I noticed her incredible smile my first day of work in 1993.  We were the only two 20-somethings in the small office in Washington DC.   From first glance we couldn’t have been more different – me new to town an over eager political science grad looking to work my way up; her an actor paying the bills by working as a receptionist.  Until that night having beers at Trio it was an office friendship.   She exuded creative energy and I was fascinated by, what seemed to me, her alternative path – a college graduate auditioning in the theater scene with the plan of becoming an equity actor.   She was immensely committed to her craft.

I got swept up in her group of eclectic friends: young actors, directors, stage managers.  We spent free time in various venues, many of which rattled my limited sense of theater.  Seeking art and amusement, she introduced me to places in the city I would have never ventured, cue the room full of naked actors performing five feet from my face.

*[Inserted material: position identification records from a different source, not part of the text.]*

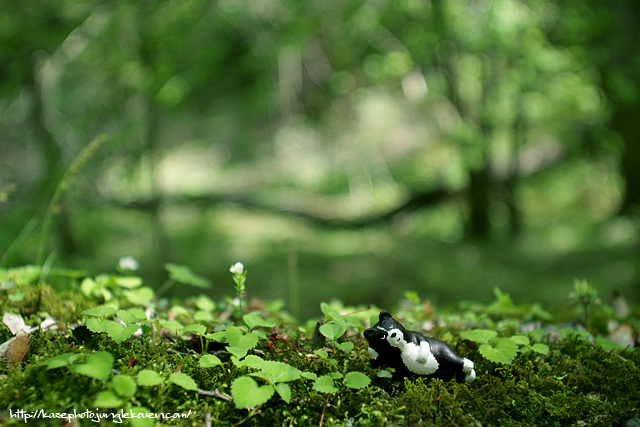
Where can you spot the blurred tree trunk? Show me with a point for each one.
(626, 116)
(625, 122)
(480, 189)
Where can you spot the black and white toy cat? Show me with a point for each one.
(411, 353)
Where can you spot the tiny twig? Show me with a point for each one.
(274, 337)
(323, 409)
(215, 393)
(251, 414)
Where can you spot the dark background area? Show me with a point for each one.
(351, 150)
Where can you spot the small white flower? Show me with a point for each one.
(128, 263)
(237, 268)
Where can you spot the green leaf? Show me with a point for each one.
(356, 380)
(139, 296)
(284, 391)
(384, 374)
(179, 310)
(98, 366)
(252, 361)
(141, 421)
(183, 380)
(205, 303)
(520, 339)
(322, 354)
(128, 317)
(123, 385)
(540, 348)
(107, 399)
(100, 311)
(183, 274)
(308, 375)
(203, 316)
(253, 320)
(209, 360)
(279, 372)
(247, 393)
(171, 325)
(87, 286)
(97, 325)
(479, 335)
(147, 377)
(129, 282)
(61, 360)
(346, 346)
(119, 333)
(324, 384)
(504, 351)
(234, 335)
(330, 313)
(333, 329)
(238, 352)
(216, 336)
(195, 328)
(17, 296)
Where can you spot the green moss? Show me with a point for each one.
(577, 383)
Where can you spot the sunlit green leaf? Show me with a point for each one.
(141, 421)
(346, 346)
(203, 316)
(129, 317)
(101, 311)
(107, 399)
(147, 377)
(62, 360)
(123, 385)
(324, 384)
(171, 325)
(195, 328)
(540, 348)
(129, 282)
(284, 391)
(183, 380)
(520, 339)
(205, 303)
(118, 332)
(247, 393)
(183, 274)
(356, 380)
(98, 366)
(139, 296)
(479, 335)
(333, 330)
(254, 320)
(209, 360)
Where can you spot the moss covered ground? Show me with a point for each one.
(574, 379)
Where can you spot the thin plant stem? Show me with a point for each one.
(63, 186)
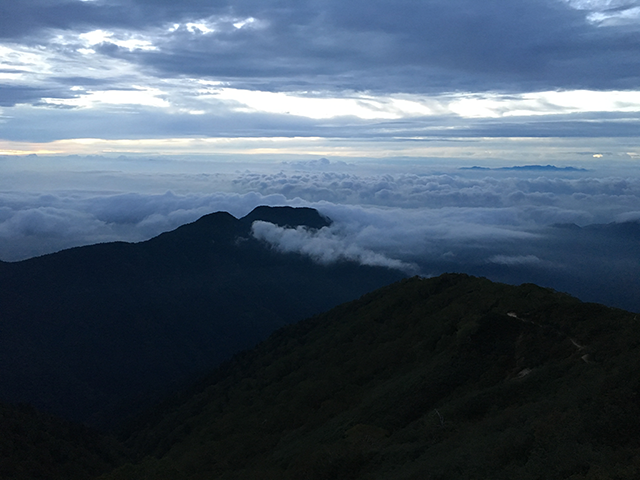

When she wanted to start a female centered theater company, I availed myself of anything I could do to be involved.   She embodied feminism in art in action.   I reviewed scripts, served on the board, built sets.  We spent long nights in bars and apartments drinking, smoking, and dreaming.   She made me feel cool, edgy, and profound.

Eventually my ambitions took me away from DC.  We kept in touch by email and I followed her choices with awe and wonder.  She pursued her passions in an unencumbered way.   After suffering for years from food sensitivities, she got a graduate degree and started her own nutrition consulting business.  She still acted and when I was pregnant with my first child, I drove from Milwaukee to Green Bay to see her perform for what be my last time seeing her onstage.  Then she was an herbalist and sold her potions – beard oils and body balms – to loyal customers.  She later became a yoga instructor and took up acroyoga.  It seemed so fitting that the pictures I would see made me think she had run away with the circus.  I lived vicariously through her spirit always wondering what was next.

I hadn’t seen her in 10 years when she was murdered by a stranger.   She never showed up to Christmas dinner holding her famous brussels sprouts.   I worried and waited and then the worst was confirmed.  A month later, at yoga for the first time in 15 years, I found myself weeping for her cruel death but also reveling in her good life and the inspiration she left for me to do the things I love.